Ale ma niestety Noble House wplecione wątki, które mnie nudziły, nużyły i przelatywałam je wzrokiem tylko po to aby nie zagubić się zupełnie w ich zawiłościach. KGB, CIA, MI-6, SI, politycy, współpracownicy wywiadów i kontrwywiadów, szpiedzy i podwójni , a nawet potrójni, agenci, Mao Tse Tung oraz Czang Kai Szek. Nie lubię takich wątków, a tu stopień zakamuflowania członków siatek poraził. Masakra, zginęłam w tym. Cały zarząd Noble House i wszyscy lokalni wysoko postawieni policjanci to szpiedzy? Ale kto i dla kogo pracuje. Po co i dlaczego?
Trudno mi się czytało Noble House właśnie przez te wątki. Rozumiem, że wynika to z prawdziwej historii Hongkongu i świata ogólnie w latach 60-tych.

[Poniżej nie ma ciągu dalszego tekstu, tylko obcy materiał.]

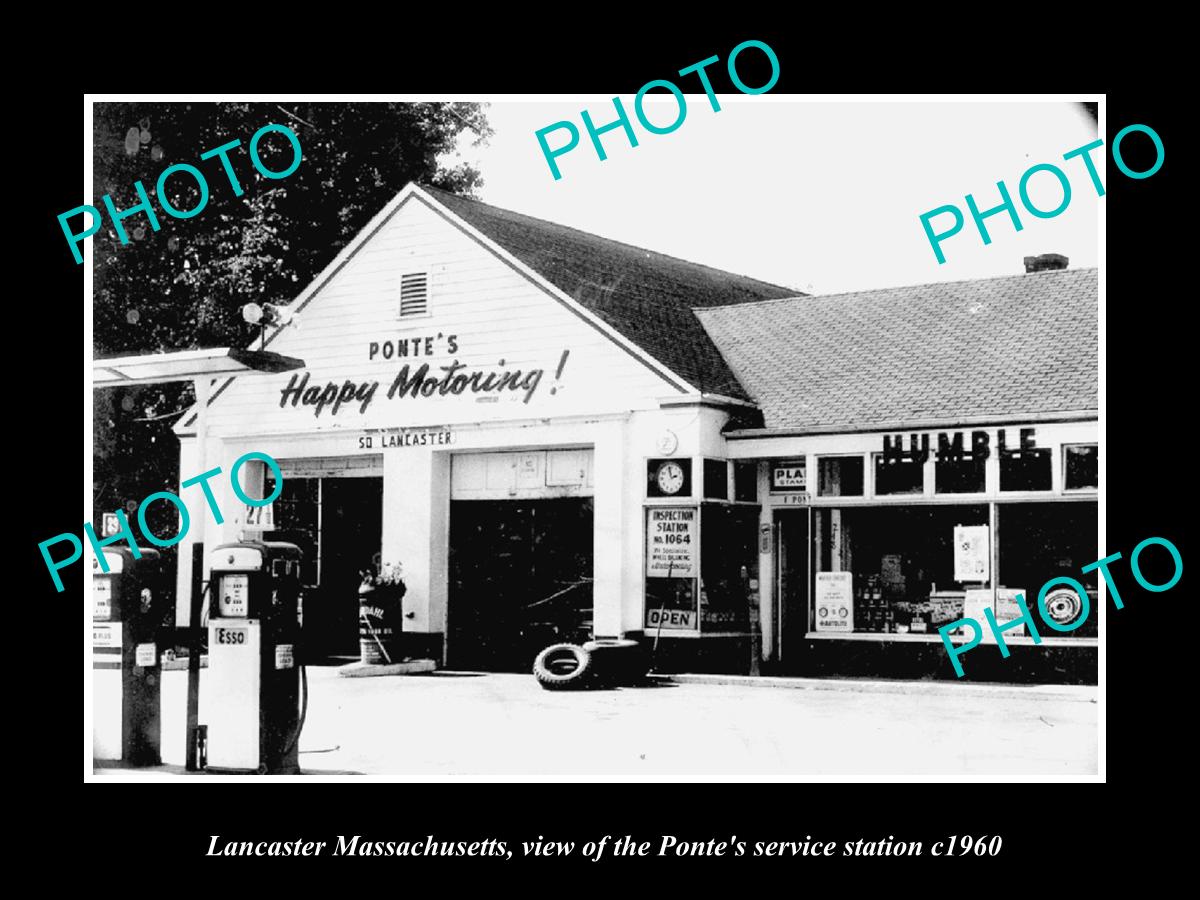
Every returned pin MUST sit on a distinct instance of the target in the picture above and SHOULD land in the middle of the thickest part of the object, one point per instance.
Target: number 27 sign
(261, 517)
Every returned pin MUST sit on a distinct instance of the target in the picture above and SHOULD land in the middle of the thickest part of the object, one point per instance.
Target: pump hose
(304, 711)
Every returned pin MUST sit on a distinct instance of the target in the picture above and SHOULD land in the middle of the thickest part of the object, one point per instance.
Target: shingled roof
(647, 297)
(1013, 346)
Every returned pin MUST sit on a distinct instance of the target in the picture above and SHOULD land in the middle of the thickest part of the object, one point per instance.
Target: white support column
(767, 586)
(611, 513)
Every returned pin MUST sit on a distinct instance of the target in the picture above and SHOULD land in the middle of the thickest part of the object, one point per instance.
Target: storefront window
(898, 475)
(1041, 541)
(1025, 469)
(717, 479)
(729, 567)
(959, 473)
(745, 481)
(840, 475)
(1080, 467)
(901, 567)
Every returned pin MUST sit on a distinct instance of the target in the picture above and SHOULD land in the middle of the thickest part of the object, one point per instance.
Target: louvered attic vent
(414, 294)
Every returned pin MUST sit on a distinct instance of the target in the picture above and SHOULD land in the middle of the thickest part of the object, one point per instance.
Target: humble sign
(954, 444)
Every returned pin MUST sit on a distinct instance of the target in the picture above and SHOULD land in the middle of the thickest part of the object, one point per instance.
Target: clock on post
(669, 478)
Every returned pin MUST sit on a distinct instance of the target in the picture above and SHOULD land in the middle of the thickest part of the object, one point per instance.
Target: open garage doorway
(520, 580)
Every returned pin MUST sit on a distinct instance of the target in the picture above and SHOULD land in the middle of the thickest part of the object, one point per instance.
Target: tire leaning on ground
(618, 661)
(562, 666)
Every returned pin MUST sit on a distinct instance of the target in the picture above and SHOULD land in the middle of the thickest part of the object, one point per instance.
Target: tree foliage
(183, 286)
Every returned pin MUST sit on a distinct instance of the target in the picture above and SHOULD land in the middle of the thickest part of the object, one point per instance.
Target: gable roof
(647, 297)
(1014, 346)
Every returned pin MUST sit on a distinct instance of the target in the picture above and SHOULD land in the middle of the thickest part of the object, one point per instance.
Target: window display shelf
(954, 639)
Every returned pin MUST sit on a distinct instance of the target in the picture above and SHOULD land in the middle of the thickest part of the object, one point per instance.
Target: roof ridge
(609, 240)
(898, 287)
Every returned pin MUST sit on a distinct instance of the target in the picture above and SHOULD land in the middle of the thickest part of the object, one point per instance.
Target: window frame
(924, 479)
(1091, 489)
(862, 461)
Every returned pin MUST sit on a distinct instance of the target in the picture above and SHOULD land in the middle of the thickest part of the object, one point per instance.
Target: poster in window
(671, 543)
(1007, 609)
(834, 601)
(972, 553)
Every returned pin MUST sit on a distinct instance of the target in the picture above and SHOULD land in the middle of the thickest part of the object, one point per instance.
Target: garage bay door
(521, 556)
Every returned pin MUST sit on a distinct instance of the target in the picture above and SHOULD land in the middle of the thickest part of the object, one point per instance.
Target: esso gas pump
(126, 624)
(253, 678)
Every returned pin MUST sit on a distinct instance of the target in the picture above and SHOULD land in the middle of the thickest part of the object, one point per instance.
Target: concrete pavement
(468, 724)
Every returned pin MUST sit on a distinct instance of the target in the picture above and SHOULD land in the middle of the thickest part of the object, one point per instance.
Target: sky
(822, 197)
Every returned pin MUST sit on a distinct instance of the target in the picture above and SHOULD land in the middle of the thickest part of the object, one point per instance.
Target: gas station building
(552, 431)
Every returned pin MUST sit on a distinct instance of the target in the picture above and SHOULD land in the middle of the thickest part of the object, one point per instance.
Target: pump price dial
(234, 591)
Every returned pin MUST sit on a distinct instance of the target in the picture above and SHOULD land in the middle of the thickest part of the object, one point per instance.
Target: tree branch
(293, 115)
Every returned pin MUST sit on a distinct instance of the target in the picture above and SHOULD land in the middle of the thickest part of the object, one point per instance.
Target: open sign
(681, 619)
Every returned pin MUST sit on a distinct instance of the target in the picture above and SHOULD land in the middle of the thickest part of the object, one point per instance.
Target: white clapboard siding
(495, 313)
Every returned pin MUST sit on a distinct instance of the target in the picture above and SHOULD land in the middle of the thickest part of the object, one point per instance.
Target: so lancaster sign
(420, 381)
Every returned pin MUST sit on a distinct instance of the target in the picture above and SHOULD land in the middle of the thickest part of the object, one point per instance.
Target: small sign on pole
(261, 519)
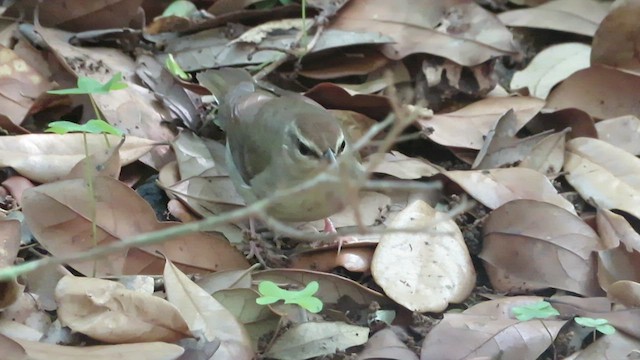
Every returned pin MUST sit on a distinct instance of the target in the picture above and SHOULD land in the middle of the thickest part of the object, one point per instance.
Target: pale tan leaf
(574, 16)
(59, 215)
(604, 174)
(623, 132)
(107, 311)
(467, 127)
(205, 315)
(313, 339)
(532, 245)
(611, 93)
(550, 67)
(40, 351)
(425, 270)
(496, 187)
(616, 42)
(50, 157)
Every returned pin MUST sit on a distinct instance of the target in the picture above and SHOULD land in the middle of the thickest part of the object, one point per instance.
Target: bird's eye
(341, 148)
(305, 150)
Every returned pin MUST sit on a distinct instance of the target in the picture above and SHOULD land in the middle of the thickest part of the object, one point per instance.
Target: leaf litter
(524, 112)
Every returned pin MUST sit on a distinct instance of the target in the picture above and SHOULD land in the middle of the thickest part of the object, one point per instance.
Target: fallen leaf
(107, 311)
(530, 245)
(423, 271)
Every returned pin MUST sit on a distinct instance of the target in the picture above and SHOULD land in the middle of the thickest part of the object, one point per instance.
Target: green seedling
(304, 298)
(539, 310)
(601, 325)
(87, 85)
(175, 69)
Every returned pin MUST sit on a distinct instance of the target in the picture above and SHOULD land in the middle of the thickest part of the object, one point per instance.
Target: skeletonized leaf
(425, 270)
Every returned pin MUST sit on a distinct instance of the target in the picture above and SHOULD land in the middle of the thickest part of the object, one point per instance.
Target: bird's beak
(330, 156)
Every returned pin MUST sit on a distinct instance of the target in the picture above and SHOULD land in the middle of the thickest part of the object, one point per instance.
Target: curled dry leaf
(551, 66)
(10, 290)
(621, 259)
(107, 311)
(488, 329)
(625, 292)
(531, 245)
(311, 339)
(616, 42)
(205, 315)
(623, 132)
(59, 216)
(32, 350)
(574, 16)
(603, 173)
(428, 268)
(50, 157)
(467, 127)
(611, 93)
(429, 26)
(496, 187)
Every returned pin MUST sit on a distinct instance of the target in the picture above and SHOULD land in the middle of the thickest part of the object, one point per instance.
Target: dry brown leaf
(50, 157)
(604, 174)
(430, 27)
(21, 85)
(501, 147)
(465, 336)
(425, 270)
(206, 316)
(59, 216)
(496, 187)
(575, 16)
(611, 93)
(532, 245)
(17, 349)
(550, 67)
(133, 110)
(385, 344)
(10, 290)
(467, 127)
(401, 166)
(616, 42)
(107, 311)
(623, 132)
(621, 259)
(547, 157)
(311, 339)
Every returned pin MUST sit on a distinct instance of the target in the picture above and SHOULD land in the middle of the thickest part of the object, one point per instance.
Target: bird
(277, 140)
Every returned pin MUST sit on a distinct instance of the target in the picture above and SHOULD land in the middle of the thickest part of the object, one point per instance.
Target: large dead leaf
(50, 157)
(313, 339)
(467, 127)
(458, 30)
(617, 40)
(575, 16)
(205, 315)
(496, 187)
(133, 110)
(489, 330)
(602, 92)
(621, 259)
(604, 174)
(551, 66)
(59, 215)
(531, 245)
(623, 132)
(426, 269)
(107, 311)
(18, 349)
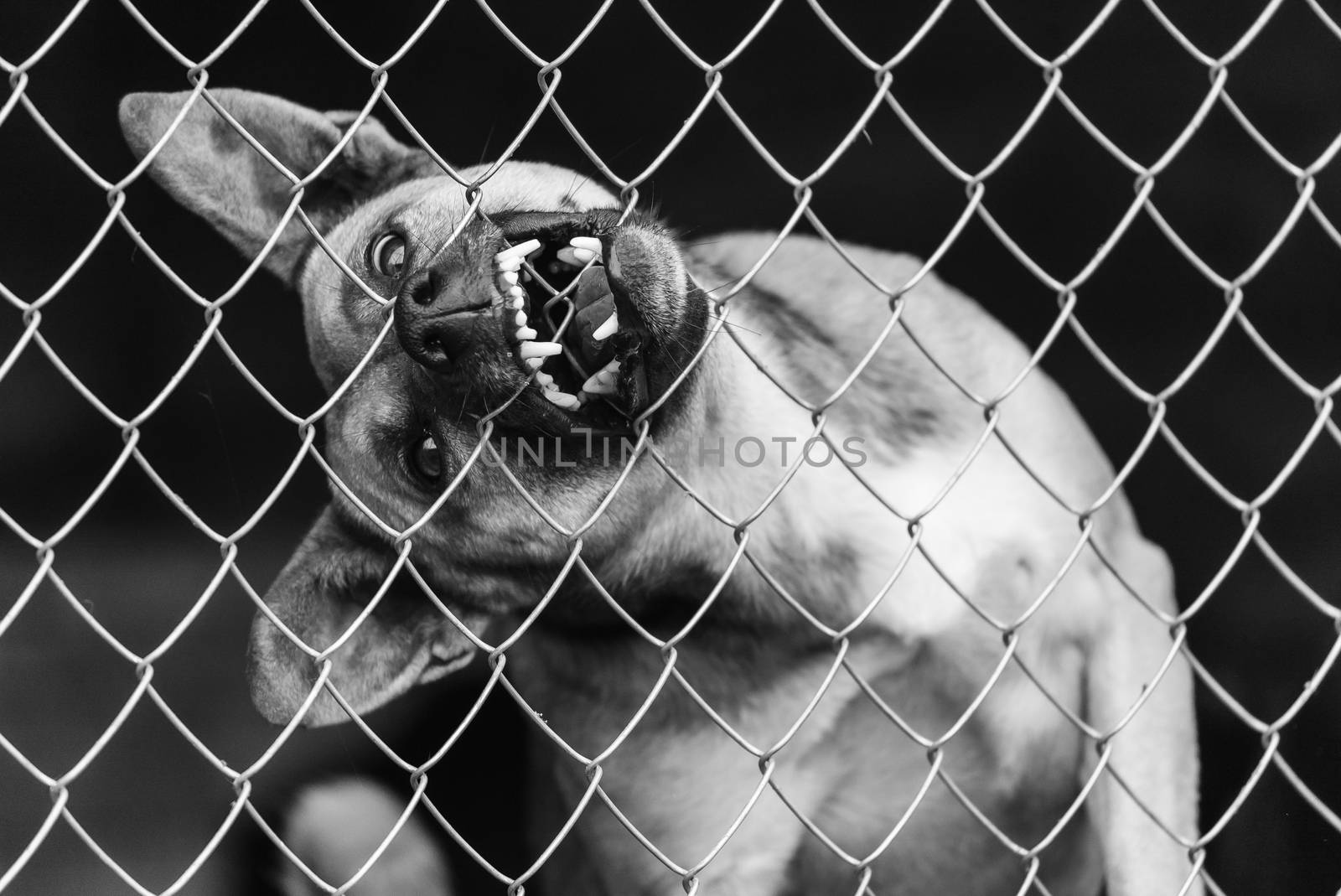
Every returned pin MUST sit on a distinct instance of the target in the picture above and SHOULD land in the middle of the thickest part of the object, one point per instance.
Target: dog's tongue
(593, 303)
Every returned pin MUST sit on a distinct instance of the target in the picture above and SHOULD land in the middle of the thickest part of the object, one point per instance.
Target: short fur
(826, 542)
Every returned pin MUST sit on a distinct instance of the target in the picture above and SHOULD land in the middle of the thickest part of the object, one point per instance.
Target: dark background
(124, 329)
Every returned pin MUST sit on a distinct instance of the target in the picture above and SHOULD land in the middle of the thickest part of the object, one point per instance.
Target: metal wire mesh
(883, 100)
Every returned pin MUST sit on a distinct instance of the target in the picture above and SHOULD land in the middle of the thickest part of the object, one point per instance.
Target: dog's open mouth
(570, 322)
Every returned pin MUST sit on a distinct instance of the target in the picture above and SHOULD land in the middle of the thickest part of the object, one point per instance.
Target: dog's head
(530, 308)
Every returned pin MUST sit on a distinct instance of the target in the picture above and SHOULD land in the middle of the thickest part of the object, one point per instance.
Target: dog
(919, 650)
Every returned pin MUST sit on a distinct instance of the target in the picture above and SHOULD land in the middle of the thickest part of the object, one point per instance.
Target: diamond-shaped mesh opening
(717, 666)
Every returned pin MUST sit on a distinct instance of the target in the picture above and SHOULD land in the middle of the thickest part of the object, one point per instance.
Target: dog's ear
(318, 596)
(211, 169)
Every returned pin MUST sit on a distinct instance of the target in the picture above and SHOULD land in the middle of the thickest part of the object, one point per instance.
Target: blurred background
(137, 567)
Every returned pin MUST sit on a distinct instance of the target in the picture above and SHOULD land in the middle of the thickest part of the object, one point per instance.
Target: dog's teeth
(608, 329)
(563, 400)
(516, 251)
(576, 256)
(596, 386)
(538, 349)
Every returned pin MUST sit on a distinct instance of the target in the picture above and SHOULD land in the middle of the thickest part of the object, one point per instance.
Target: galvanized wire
(1318, 399)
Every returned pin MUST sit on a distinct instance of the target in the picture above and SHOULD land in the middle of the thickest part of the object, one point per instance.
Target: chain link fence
(1083, 174)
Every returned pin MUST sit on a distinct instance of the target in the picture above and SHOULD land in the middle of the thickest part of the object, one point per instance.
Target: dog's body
(954, 637)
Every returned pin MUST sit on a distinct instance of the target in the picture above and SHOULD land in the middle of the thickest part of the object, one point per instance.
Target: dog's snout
(436, 319)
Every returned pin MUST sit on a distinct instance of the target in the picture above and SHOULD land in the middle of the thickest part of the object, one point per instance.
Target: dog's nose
(435, 319)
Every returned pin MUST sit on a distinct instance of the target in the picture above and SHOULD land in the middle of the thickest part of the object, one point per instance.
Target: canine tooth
(538, 349)
(576, 256)
(608, 329)
(520, 250)
(563, 400)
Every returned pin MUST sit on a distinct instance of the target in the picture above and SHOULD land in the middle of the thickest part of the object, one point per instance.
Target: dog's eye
(388, 254)
(426, 459)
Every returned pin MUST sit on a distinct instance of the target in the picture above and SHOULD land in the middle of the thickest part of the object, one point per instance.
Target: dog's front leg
(1155, 753)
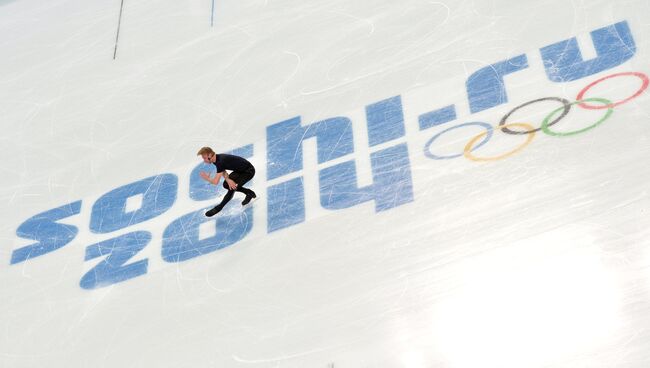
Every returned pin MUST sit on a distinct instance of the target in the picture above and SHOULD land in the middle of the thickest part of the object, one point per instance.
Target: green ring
(548, 118)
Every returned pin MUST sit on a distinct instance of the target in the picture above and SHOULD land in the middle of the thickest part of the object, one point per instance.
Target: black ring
(567, 107)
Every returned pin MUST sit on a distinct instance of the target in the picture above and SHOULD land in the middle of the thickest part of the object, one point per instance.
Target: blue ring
(430, 155)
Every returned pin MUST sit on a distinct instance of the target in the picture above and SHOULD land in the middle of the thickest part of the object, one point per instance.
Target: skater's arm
(214, 180)
(231, 183)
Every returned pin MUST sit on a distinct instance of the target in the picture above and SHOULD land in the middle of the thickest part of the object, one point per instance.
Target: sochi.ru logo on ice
(338, 181)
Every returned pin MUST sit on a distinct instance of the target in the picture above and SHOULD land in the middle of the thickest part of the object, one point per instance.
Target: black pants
(241, 178)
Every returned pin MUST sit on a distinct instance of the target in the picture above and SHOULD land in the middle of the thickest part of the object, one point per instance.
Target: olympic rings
(548, 121)
(644, 86)
(610, 110)
(488, 135)
(468, 147)
(566, 108)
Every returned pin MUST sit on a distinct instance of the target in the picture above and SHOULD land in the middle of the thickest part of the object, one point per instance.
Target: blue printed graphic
(113, 268)
(564, 63)
(486, 88)
(284, 143)
(158, 195)
(49, 234)
(181, 239)
(392, 183)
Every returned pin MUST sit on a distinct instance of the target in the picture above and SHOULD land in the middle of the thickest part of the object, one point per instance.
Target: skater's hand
(205, 175)
(231, 184)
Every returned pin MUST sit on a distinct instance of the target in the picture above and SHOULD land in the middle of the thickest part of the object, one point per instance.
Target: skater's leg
(242, 178)
(220, 206)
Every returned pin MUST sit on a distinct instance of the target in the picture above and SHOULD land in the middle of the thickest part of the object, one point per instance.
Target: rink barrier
(389, 161)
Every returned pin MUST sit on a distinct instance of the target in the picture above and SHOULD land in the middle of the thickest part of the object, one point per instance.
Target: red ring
(642, 76)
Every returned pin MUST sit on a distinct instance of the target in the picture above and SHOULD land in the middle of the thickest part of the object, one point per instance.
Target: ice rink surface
(443, 184)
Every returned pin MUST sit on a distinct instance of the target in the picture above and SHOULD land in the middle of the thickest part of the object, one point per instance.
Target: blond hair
(204, 151)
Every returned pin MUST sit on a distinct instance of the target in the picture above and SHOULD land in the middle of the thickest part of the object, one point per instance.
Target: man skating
(241, 172)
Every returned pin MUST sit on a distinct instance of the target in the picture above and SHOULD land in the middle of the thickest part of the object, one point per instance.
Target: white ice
(540, 259)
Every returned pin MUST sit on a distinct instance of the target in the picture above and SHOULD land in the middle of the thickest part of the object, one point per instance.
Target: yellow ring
(470, 145)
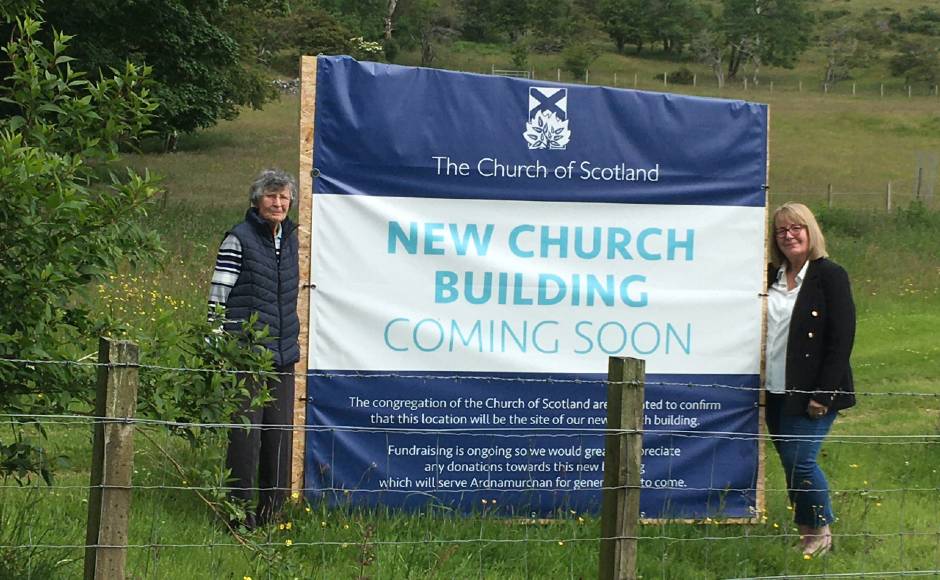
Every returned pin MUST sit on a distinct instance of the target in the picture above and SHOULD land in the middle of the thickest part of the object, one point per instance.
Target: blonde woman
(810, 333)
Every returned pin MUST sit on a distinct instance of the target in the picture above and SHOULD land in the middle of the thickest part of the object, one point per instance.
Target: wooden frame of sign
(308, 106)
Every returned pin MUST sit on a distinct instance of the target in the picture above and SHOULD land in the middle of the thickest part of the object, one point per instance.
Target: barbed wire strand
(453, 377)
(477, 540)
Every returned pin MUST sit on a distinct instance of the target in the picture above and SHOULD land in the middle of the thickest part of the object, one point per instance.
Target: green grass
(857, 144)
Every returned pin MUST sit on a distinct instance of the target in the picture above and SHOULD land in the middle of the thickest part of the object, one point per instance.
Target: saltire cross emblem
(547, 127)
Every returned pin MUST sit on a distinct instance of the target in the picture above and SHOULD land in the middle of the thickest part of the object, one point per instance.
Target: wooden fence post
(109, 497)
(620, 511)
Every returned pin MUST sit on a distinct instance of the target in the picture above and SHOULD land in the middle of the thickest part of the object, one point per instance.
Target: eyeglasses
(794, 230)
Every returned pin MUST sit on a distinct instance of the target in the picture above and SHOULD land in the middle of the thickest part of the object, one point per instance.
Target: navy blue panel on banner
(527, 444)
(436, 133)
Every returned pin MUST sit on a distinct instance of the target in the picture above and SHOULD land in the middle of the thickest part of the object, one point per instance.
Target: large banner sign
(480, 247)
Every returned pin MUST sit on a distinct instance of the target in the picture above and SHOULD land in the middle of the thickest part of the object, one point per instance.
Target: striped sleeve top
(228, 266)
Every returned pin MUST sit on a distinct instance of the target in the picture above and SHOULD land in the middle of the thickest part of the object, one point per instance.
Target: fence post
(109, 497)
(620, 511)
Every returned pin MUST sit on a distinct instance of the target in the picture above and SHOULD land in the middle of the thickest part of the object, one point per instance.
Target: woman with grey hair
(256, 271)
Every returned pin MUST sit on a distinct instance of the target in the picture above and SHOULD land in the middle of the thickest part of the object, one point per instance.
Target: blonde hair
(797, 213)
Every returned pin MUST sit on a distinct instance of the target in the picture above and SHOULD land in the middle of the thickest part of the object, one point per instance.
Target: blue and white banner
(480, 247)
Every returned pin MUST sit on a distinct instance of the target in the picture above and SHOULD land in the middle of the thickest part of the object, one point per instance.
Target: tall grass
(885, 493)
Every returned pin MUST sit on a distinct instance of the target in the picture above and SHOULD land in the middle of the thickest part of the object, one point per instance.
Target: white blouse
(779, 311)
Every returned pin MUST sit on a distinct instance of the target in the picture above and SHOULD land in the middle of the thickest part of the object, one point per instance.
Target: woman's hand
(816, 410)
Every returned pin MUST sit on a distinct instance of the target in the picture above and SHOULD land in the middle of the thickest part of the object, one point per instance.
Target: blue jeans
(797, 439)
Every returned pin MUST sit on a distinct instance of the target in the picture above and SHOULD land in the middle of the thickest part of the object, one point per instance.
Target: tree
(851, 43)
(625, 22)
(710, 47)
(424, 24)
(773, 32)
(199, 77)
(68, 220)
(917, 61)
(674, 22)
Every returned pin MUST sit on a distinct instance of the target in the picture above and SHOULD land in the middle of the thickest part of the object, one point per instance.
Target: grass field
(886, 490)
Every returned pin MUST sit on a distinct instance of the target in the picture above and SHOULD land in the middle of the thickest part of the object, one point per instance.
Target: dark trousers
(262, 452)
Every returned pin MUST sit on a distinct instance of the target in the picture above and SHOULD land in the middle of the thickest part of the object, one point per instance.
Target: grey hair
(270, 180)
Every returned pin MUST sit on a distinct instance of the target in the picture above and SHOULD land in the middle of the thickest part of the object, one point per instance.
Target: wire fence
(883, 479)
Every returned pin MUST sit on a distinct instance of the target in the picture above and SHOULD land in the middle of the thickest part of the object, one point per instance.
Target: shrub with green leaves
(72, 218)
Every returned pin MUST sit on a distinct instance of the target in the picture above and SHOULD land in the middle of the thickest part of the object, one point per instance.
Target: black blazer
(822, 333)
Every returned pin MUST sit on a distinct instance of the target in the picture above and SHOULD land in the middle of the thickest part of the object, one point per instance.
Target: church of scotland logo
(547, 127)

Tak było, to i musiało siè znaleźć w ten historii.
Ale ja wolę piratów niż szpiegów.
Gdyby nie szpiedzy, zapewne czytałabym z większym entuzjazmem, szybciej bym skończyła tę książkę. I byłabym zachwycona jak Tai-Panem. A tak jest dobrze, ale nie ma szału.
Strasznie długo czytałam to Noble House. Męczyło mnie w tym samym stopniu co i zachwycało. Raz nie mogłam odłożyć, by po odłożeniu nie nęcić do wzięcia z powrotem. To przez tych szpiegów.?
Tym, których zauroczył Tai-Pan polecam, bo warto przymknąć oko na KGB aby zachwycać się Hongkongiem.
Tym którzy nie polubili Dirka Struana i jego malowniczych losów może ujmą polityczne rozgrywki mocarstw.
Tylko kończąca wszystko, zapierająca dech w piersiach scena ratuje nie najlepsze odczucia! Opisana genialnie! Czułam gaz w powietrzu, gruz wokół, pył we włosach i błoto pod nogami! Słyszałam policyjne syreny. Uratowanego Chińczyka, płaczącą Orlandę, dzielną Casey i Duncrossa z Gorntem przeszukujących ruiny, wyobraźnia postawiła mi przed oczami!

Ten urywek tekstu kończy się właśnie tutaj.